Michèle Audin : Comme une rivière bleue (3° et 4°extraits)

15 Mai 2021 | Salon de lectures @ voix haute | 0 commentaires

Comme une rivière bleue (3eme extrait)

par Marie-Christine

Ce passage du roman de Michèle Audin se situe à la fin de la période de la Commune, au cours de cette fameuse semaine sanglante, précisément les jeudi 25 mai et vendredi 26 mai 1871.

La protagoniste Maria, couturière, et militante de cette Commune, est partie à la recherche de Paul, son mari, et décrit ce qu’elle voit, entend et sent dans les rues, en proie au carnage épouvantable orchestré par les Versaillais.

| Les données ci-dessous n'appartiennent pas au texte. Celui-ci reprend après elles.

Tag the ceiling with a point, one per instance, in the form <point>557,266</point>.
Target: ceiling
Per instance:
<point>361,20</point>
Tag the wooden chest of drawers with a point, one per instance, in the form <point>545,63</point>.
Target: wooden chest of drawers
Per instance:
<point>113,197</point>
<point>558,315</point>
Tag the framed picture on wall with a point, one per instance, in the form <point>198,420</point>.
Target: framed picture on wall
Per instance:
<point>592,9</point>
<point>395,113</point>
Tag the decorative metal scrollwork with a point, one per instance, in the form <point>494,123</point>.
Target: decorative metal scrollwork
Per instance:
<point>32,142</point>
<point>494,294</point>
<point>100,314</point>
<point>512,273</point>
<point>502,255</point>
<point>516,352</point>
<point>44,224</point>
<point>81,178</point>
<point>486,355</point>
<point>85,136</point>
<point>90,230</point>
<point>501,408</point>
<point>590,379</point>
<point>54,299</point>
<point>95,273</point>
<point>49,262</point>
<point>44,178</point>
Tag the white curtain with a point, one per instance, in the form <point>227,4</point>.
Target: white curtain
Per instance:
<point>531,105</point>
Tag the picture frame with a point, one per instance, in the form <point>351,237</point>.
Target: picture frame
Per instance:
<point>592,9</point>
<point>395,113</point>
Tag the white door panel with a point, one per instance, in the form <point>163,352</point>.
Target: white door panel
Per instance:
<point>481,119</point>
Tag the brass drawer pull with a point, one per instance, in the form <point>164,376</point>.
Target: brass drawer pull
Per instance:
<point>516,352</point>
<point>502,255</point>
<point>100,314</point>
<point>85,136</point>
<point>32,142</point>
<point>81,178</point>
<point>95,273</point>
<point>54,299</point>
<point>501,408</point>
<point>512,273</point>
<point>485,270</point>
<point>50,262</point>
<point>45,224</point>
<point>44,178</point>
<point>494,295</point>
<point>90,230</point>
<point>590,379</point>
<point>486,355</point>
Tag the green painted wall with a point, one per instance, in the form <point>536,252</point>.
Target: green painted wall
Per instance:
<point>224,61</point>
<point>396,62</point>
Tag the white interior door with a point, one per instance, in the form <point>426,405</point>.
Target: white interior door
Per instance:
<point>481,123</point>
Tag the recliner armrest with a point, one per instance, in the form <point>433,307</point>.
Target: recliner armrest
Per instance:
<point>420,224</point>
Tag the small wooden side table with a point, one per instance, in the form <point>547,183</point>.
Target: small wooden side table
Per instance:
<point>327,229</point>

 p 329  Maria à la recherche de Paul

 Elle voit : des persiennes qui pendent des fenêtres ; le ciel plein d’une vapeur rougeâtre ; le bitume du trottoir défoncé par un obus ; des murs troués de balles; au ciel un immense nuage de flocons de papier brûlé ; des paquetages et des chaussures, des guêtres, des képis souillés, maculés de boue, des ceinturons, des pantalons, des capotes, des vareuses; des débris de chaux et de plâtre ; un cahier d’écolier ; des feuilles de papier journal maculées de sang roulées en boule ; des cadavres isolés, faces jaunes ou déjà bleuies, yeux que personne n’a fermés ; des balles bleues et tordues mir le sable de la chaussée, des armes brisées, des gibernes, des cartouches, des clairons bosselés, des brouettes, des tonneaux, des matelas et des chaises déchues, débris redevenus détritus ; un filet rouge de sang frais dans le ruisseau de la rue ; une flaque de sang noirâtre ; le square Saint-Jacques-de-la-Boucherie recouvert d’un monceau de cadavres, corps emmêlés, noircis de poudre, rougis de sang ; sang caillé ; chair rouge ; l’arrière de l’Hôtel de Ville, ruiné et en flammes ; des soldats qui font la popote ; le sang clapotant dans les souliers d’un prêtre au jupon retroussé ; des branches vertes brisées ; le Théâtre du Châtelet, trans­formé en tribunal ; un jeune trompette souriant que l’on fusille.

Elle entend : bruit strident du canon sur les pavés ; grêle continue des balles ; clairon; lignards trinquant bruyamment, pièces blanches jetées sur le zinc ; crépitement des mitrailleuses ; sifflement puis bruit sec des balles qui s’apla­tissent sur les pierres ; cris ; pétarade des feux de peloton ; râles ; applaudissements et hourras ; hurlements « C’est Vallès! », «À mort! » ; gémissements ; bruit des corps qui s’affaissent ; la meute « C’est Ferré! », « À mort! »; fureur, hennissements ; gémissements ; rires.

Elle voit : drapeaux tricolores à toutes les fenêtres ; colonnes de prisonniers attachés deux par deux par les poignets ; parmi eux un garçon bouclé ; arbres en feuilles, sur le quai à l’autre bout du Pont-Neuf ; longue traînée de sang qui suit le fil de l’eau sans se mélanger au fleuve ; uniforme bleu brodé de jaune sur un cadavre, en bas du quai rive gauche, qui ressemble à Kadour ; les arbres ne brûlent pas ; une jeune fille qui fait tourner une ombrelle blanche doublée de vert.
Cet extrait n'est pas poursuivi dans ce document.